What are you making of these developments at Zee?
This was expected. With just a 3.99% stake of promoters, this was just a case of rent rather than a gift. The stock was languishing for long in spite of midcaps and a lot of media stocks doing well. The key to watch is today’s EGM. This is similar to what was seen in Dish TV a few days back. There also, Yes Bank, the largest shareholder of Dish TV had asked for removal of the managing director and the other independent directors. Post that, in the last few days, Dish TV stock has moved up almost 25%-30%.
These stocks are available at a very comfortable and in fact, cheap valuations. There have been concerns at the promoter level. We did see the company addressing a lot of promoters’ concerns in the last one year which was a good development and the stock had rerated partly and had gone to Rs 250-260. The company had addressed a lot of concerns and they were giving out quarterly e-balance sheet numbers and sharing the related party transactions with Dish TV and Siti Cable. They were giving more clarity about investments and the numbers for Zee5 in spite of the fact that Zee5 was one of the only listed entities in the OTT space apart from Balaji.
They had also defocused on Sugar Box, which was clearly seen as a diversification from the core business. If what the investors have asked for get approved, what will be the new leadership? What will be the constitution of the new board? In terms of the current team, below Punit Goenka, one would need to see continuity. The Zee flagship channel is going through a revamp. They are launching a lot of new content, new marketing campaigns and we would need to see and address that also.
On a fundamental aspect, Zee is improving market share quarter on quarter. Our sense is that some improvement is likely in Q2 after the Q1 disappointment.
Whenever a pandemic happens, Zee loses market share because they do not have much content in the comedy and crime thriller space, where some of their competitors have an edge.
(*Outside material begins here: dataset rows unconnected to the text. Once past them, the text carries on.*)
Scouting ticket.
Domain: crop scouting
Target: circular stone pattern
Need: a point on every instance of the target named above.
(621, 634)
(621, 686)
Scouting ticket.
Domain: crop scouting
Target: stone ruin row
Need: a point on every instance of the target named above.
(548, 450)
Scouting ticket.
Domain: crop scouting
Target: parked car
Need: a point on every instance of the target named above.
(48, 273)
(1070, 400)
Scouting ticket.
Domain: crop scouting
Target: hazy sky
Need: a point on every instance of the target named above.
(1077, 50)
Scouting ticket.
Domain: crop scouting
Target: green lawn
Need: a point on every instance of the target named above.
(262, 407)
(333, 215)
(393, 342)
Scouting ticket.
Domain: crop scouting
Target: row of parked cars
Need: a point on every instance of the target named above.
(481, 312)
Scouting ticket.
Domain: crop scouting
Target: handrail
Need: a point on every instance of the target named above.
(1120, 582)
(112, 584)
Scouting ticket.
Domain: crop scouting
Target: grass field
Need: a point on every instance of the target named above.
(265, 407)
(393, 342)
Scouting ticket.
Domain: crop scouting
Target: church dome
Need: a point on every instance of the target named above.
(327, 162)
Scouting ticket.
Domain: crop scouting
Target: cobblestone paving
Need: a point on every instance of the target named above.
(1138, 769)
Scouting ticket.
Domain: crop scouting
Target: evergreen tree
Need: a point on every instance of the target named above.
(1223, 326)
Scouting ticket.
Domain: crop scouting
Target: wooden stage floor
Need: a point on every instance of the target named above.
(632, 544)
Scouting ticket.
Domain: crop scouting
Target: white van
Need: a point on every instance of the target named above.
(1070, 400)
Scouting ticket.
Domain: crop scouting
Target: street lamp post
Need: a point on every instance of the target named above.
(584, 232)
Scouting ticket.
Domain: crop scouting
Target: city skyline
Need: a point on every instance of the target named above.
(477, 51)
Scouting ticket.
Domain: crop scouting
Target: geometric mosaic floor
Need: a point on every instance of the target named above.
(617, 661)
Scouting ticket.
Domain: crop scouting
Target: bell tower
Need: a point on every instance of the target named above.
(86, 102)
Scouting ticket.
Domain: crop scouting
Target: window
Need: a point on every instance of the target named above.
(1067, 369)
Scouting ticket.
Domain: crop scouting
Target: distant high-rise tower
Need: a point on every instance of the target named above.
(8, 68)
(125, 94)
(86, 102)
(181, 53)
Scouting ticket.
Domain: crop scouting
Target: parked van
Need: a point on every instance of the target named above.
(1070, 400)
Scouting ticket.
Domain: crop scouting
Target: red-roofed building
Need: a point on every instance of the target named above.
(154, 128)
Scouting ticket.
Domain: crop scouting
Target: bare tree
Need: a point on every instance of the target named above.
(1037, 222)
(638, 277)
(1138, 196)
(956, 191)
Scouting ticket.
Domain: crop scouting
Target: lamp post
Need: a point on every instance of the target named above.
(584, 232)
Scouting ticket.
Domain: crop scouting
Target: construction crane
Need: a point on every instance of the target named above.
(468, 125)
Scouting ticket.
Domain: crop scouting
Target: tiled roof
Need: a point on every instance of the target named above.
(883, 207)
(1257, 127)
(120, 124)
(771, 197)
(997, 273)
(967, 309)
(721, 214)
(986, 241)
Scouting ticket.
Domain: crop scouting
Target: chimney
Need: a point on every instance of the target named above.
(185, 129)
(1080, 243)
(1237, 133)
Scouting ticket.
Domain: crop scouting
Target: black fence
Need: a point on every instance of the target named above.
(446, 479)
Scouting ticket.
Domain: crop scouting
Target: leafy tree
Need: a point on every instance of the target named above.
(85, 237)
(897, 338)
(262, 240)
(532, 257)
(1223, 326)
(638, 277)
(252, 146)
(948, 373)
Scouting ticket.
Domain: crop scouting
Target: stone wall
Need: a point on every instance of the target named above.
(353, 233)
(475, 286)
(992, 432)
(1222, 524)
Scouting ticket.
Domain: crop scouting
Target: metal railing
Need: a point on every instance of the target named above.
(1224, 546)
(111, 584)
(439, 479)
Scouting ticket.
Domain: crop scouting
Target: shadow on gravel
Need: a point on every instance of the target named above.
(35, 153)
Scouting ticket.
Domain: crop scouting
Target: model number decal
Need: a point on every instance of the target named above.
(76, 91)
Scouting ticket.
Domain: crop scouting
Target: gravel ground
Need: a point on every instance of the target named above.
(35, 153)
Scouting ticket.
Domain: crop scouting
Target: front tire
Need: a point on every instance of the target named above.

We would expect Zee as a network to get back around 100 bps market share because the economy is opening up and overall advertising is looking up. Also, the festive season is coming up. A lot of the sectors did not have a proper business case to advertise and those sectors will come back. FMCG is continuing to do well. Other parts of the consumer sector are also doing well.
Zee is a very cheap stock at 10-12 times PE multiple forward. It is a dividend paying company with zero net debt. If all these things go right, we have a new board and more independence, it should do well.
What is the guarantee that the new board or the new management will be able to do a better job than what the current board is not doing?
Zee has been a low cost company and more focussed on sustainable content rather than some of their competitors who use the big dollar content, which is not sustainable. Zee being a listed company, did have that constraint and that is why Star has got around 24% network share non-sport and Zee has got around 18% to 19% sustained market share in Q1. They went slow because of the pandemic. But unlike a bank business, media is a brand and that is why the library is there, the brand is there and the current management knows what is the USP of Zee. They also know that Sony has got a particular size, Star has got a particular size and if I copy that, it might do well.
I do not think that is a big risk. Punit Goenka has done a decent job from a fundamental aspect. We are focussed on the businesses he exited. He had gone into new regional businesses, most of which are doing well. Yes there has been a loss in market share in the flagship channel, but in such a large bouquet of channel, there is always going to be some wins and some losses but I will say what you have highlighted is a small risk. The existing management is doing a decent job.
The most concerns came in terms of either corporate governance in the last two years, then investor relation, insider trading were the bigger concerns. Fundamentally, the company is still doing decently given the constraint of a listed entity, but if the management continues to maintain the USP of the channel rather than becoming a me-too, then it will not fall.